Most investment banks in London are scaling back their graduate recruitment programmes, and struggling to attract applications from top students who are gravitating towards consulting and technology. But Santander, which has around 400 people working for its corporate and investment bank in London, has stepped up efforts to hire more people and is trying to attract graduates to a new programme to feed junior talent into its UK operation.
Two years ago, Santander did not even have a graduate programme for its corporate and investment bank, despite building out this division in the UK. Now, it’s trying to compete with large investment banks for top graduates in London.
“Whilst we’ve expanded our investment bank in the UK over the past few years, our graduate programme was still very much focused on commercial banking and specialist functions like HR and marketing,” says Rebecca Cook, an executive director in Santander Global Corporate Banking in London. “We wanted to change this by starting a graduate programme, dedicated to the needs of our global corporate bank, but doing so in a sustainable way.”

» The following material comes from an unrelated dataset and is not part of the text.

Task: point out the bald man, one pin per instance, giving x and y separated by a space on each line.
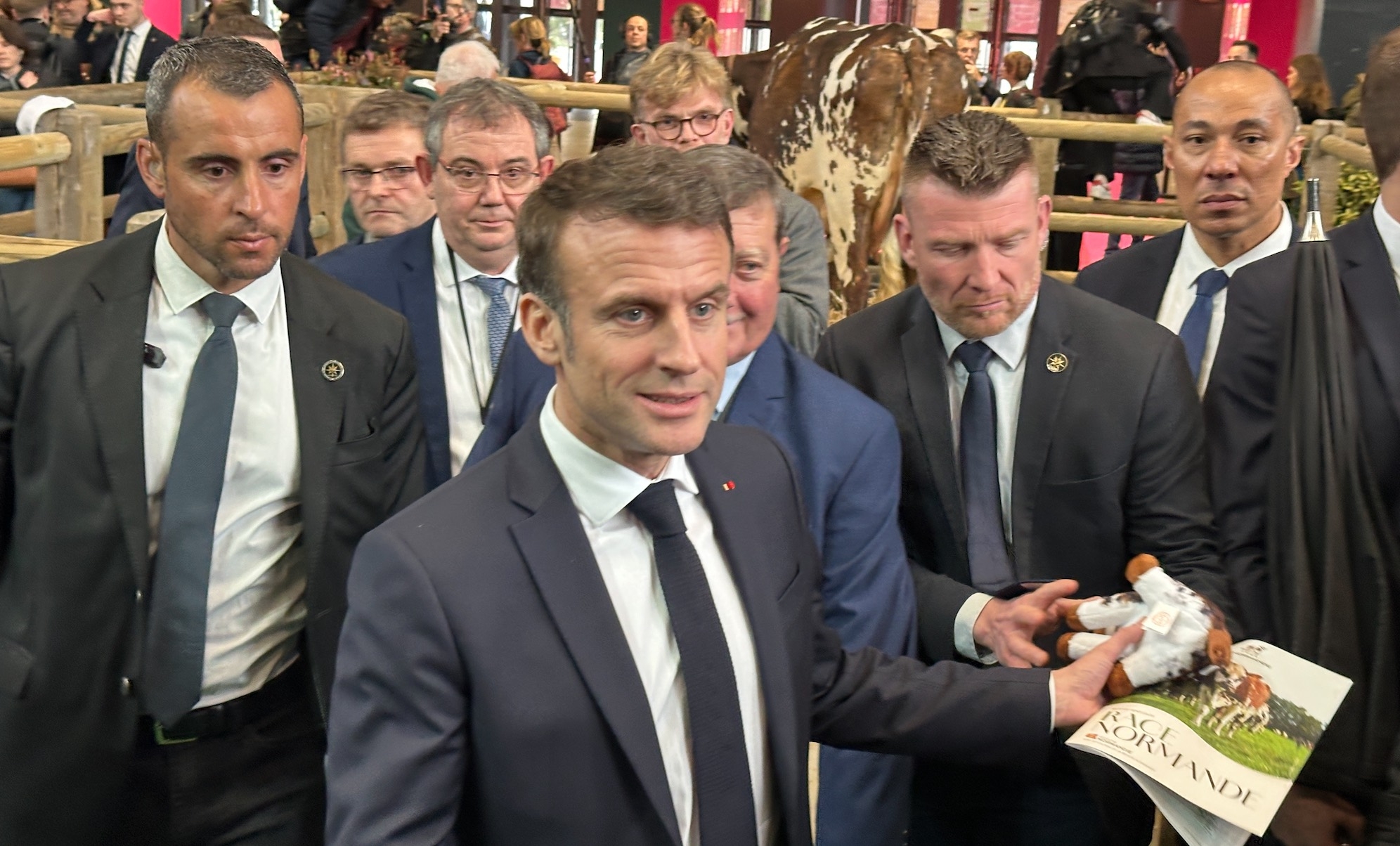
1233 143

Big U.S. investment banks take on hundreds of graduates every year. By comparison, Santander’s programme is tiny. It’s hiring six graduates this year and has seven interns in its summer class currently. But these places are still highly-contested. Santander’s new graduate programme attracted 2,000 applications this year, suggesting a less than 1% chance of getting in.
Despite the relatively small size of the programme, Cook tells us that it’s not staffed with intern conversions. Five interns were offered places last year, and three accepted. Of the six full-time analysts joining this year, two came through the internship programme.

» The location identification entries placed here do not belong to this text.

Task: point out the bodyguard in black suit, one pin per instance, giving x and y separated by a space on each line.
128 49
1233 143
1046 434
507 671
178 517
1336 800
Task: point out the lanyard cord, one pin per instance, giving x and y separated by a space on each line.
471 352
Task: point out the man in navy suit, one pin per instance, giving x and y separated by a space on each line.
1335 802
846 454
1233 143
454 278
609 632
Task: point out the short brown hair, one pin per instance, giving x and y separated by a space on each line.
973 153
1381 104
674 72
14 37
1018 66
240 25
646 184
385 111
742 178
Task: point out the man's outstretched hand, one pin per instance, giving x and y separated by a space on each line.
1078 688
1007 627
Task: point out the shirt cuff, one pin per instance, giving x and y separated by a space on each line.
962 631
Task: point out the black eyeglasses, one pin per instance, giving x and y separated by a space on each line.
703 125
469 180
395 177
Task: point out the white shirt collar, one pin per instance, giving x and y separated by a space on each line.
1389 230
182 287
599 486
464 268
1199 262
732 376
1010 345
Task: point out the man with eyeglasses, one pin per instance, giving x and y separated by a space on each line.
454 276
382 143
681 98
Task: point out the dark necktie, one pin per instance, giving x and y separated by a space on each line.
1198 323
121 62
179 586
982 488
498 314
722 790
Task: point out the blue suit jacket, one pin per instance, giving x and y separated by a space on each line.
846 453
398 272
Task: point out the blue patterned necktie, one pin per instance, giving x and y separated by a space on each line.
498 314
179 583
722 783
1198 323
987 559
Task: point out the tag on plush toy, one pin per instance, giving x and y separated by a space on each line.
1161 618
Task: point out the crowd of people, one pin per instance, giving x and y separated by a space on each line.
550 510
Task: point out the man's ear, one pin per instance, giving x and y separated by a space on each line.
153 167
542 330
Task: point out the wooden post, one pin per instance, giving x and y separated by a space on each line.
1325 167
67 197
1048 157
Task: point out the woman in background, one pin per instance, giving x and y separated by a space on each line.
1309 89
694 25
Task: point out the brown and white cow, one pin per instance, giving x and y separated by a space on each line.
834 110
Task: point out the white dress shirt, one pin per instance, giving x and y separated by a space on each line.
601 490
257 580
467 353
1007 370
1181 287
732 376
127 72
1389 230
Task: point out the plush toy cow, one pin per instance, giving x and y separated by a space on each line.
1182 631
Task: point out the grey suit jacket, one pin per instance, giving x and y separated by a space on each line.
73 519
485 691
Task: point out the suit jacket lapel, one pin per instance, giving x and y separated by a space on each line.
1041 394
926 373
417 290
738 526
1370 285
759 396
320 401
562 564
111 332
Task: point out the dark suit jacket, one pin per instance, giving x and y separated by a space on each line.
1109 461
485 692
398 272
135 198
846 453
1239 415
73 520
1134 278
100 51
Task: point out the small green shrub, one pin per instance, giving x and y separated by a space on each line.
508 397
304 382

This is a stark contrast to large investment banks, which are closing full-time applications ever-earlier and offering more places to interns. J.P. Morgan has filled its front office investment banking graduate jobs with interns for the past three years, while Morgan Stanley closed its investment banking and markets divisions grad programmes on 31 July – before most banks opened their schemes to applications.
“In the first year, there was a clear leaning towards hiring economics and finance students, but we’re making a conscious effort to hire from more diverse backgrounds,” says Cook. “This year, we have languages and classics students in the internship. The idea is that the intensive training programme at the outset should equip them with the skills to become a banker.”
In London, Santander offers debt capital markets and cash management services and also has a markets business. Graduate recruits are not assigned a desk immediately, but instead spend two years rotating around the key business areas at the bank including the private coverage side of the business, public markets, business management and client coverage.
If you make it through the initial screening process, Santander will invite you to an assessment centre. Cook says that potential recruits are subject to interviews with at least six investment bankers at various levels of seniority. Half the day is spent on a group exercise with their peers, which consists of a case study to be presented to senior bankers followed by a Q&A.
Cook says that the relatively new nature of the scheme has ensured that there’s a “real willingness of our executives to spend time with the graduates”.
“All the graduates have a desk manager on their various rotations, as well as a graduate manager that provides consistency throughout the two-year programme, and they have an analyst ‘buddy’ closer to them in age that can provide peer group support,” she says.